メイドたちの視線が俺に向けられる。……無駄に美形なので、注目を集めているようだ。
「おかえりなさいませ、ロンドさん。皆様、彼は私と同じでルシアナ様の専属の使用人として働いている者になります」
「どうも、これからよろしく」
紹介されたので、とりあえず挨拶をすると皆からも返事があった。
……新規のメイドは五人いたのだが、その中の一人。
あの太ももは確か……リーニャンというキャラクターではないだろうか。
ゲーム本編にもいたキャラクターだ。……ある王族の元で働いている潜入調査や、時には暗殺なども行う裏側の人間。

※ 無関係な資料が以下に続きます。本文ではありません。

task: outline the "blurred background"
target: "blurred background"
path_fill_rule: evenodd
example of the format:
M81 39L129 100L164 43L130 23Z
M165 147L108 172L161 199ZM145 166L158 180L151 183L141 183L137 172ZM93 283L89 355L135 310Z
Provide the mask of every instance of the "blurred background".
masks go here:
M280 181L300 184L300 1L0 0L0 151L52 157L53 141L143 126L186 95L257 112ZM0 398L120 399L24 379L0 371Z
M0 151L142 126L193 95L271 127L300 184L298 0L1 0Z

種族は、キャット族であり可愛らしい猫耳と尻尾が揺れている。
ボーっとした表情をして、エレナの後について行っているが……なぜ、リーニャンがここに?
……少しだけ、気になってしまった。
夜。
俺はエレナから渡されていた新規のメイドたちの名簿を見ていた。
名前を覚えるためという理由と、それぞれの経歴などを俺たちも確認しておくように、とのことだ。
一応、ルシアナ様はあれでも王女様だからな。何かないとも限らないからな。
メイドたちの名簿を見ていった俺は……リーニャンについて特に注目していた。
彼女の経歴について……特には書かれていない。
……まあ、ゲーム本編とこの世界では色々と違うからな。
もしかしたら、俺の考えすぎという可能性だってある。
それでも、万が一彼女が本当にルシアナ様のことを調査に来ているのだとしたら、警戒する必要がある。
そんなことを考えていると、俺の部屋へとルシアナ様がやってきた。
「シア、つかれたよー! いいこいいこしてぇ!」
……俺の内心のことなど何も知らず、ルシアナ様は部屋に入るなり、楽しそうに飛びついてきた。